4. Relativização da violência contra a mulher
Os dados da nota técnica do IPEA mostram que 88% das vítimas de violência sexual são mulheres, que 90% dos agressores são homens e que apenas 10% dos casos são registrados pela polícia. Ainda assim, como abordado numa matéria da Superinteressante, o estupro é o único crime onde a vítima é julgada junto com o criminoso. A segurança que todo cidadão sente ao procurar a polícia quando é furtado ou assaltado não existe para as vítimas de estupro. Ao contrário da maioria dos crimes, onde a vítima precisa apenas informar às autoridades o que sofreu e essas autoridades entendem o seu relato como algo legítimo, as vítimas de estupro não são legitimadas já de início.
Como os dados também mostram que a maioria dos agressores são pessoas conhecidas das vítimas e que eles usam da força física ou da ameaça como forma de coagir as vítimas, é possível entender por que apenas 10% dos casos são denunciados. As vítimas sofrem inúmeras barreiras para levar esses crimes para as autoridades. Nesses espaços, onde essas vítimas deveriam ser acolhidas, o que encontram é desconfiança e descrença acerca da violência que sofreram. Dividir parte da culpa de um crime de violência sexual com a própria vítima é atenuar a ação do agressor. Os movimentos que pautam discussões sobre a cultura do estupro querem conscientizar as pessoas de que precisamos, primeiro, gerar incentivos para as vítimas de violência sexual reportarem esses crimes para as autoridades. Isso não vai acontecer enquanto elas se sentirem julgadas, questionadas e não amparadas pela sociedade e pelas instituições.

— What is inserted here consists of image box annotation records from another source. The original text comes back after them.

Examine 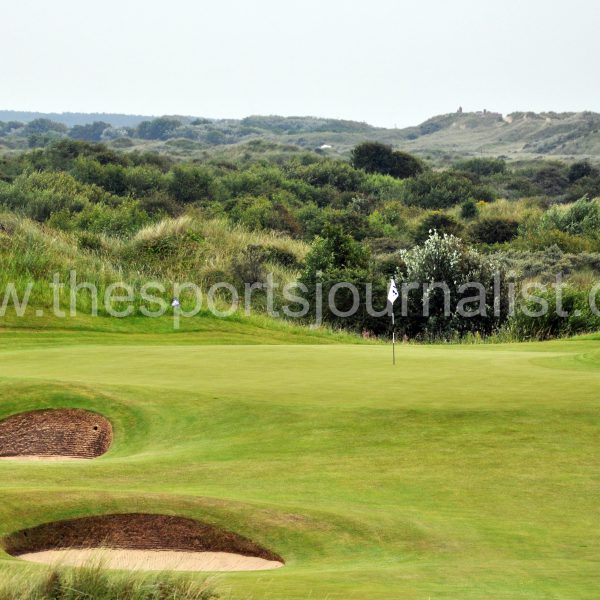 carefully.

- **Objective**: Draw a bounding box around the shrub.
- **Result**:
[508,286,600,340]
[350,142,423,179]
[568,160,598,183]
[455,158,506,177]
[231,244,267,284]
[395,232,508,338]
[415,210,462,242]
[402,171,474,209]
[470,218,519,244]
[293,160,366,192]
[137,117,181,140]
[540,198,600,236]
[460,199,479,220]
[167,165,217,203]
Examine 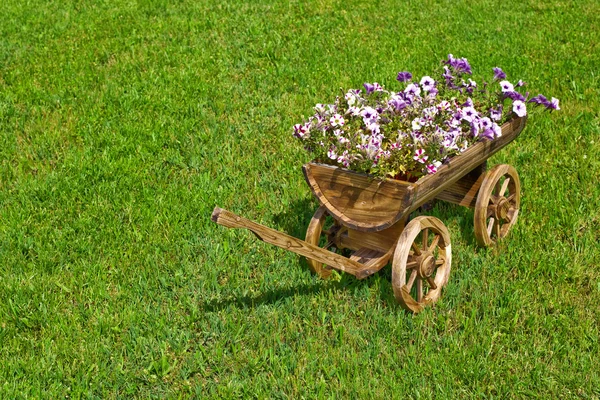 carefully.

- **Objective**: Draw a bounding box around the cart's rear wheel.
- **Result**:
[475,164,521,246]
[392,216,452,313]
[306,206,345,279]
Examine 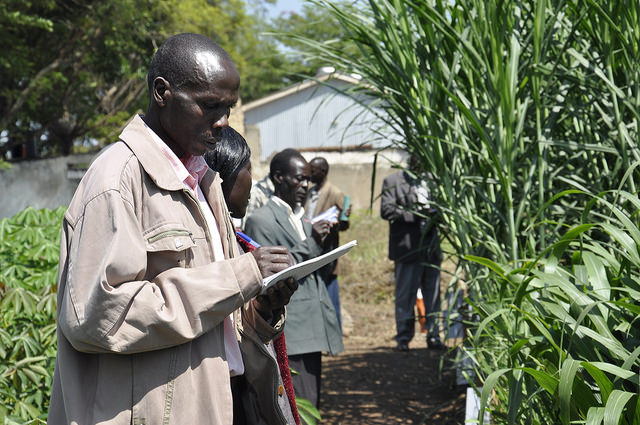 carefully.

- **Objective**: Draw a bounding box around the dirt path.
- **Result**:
[320,288,465,425]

Combater a cultura do estupro implica estarmos atentos a toda e qualquer atitude cotidiana que agride a liberdade sexual da mulher. As duas palavras-chave que auxiliam nesse processo são: consenso e respeito. Precisamos respeitar mais a mulher enquanto indivíduo, enquanto ser humano que ela é. Com seus desejos, medos, ambições e sonhos. Ela não é um objeto a ser apreciado onde quer que esteja, ela não é um enfeite para vender produtos ou mostrar para as pessoas, ela não é obrigada a satisfazer vontades sexuais das quais ela não compartilha. A mulher livre é a mulher que não teme.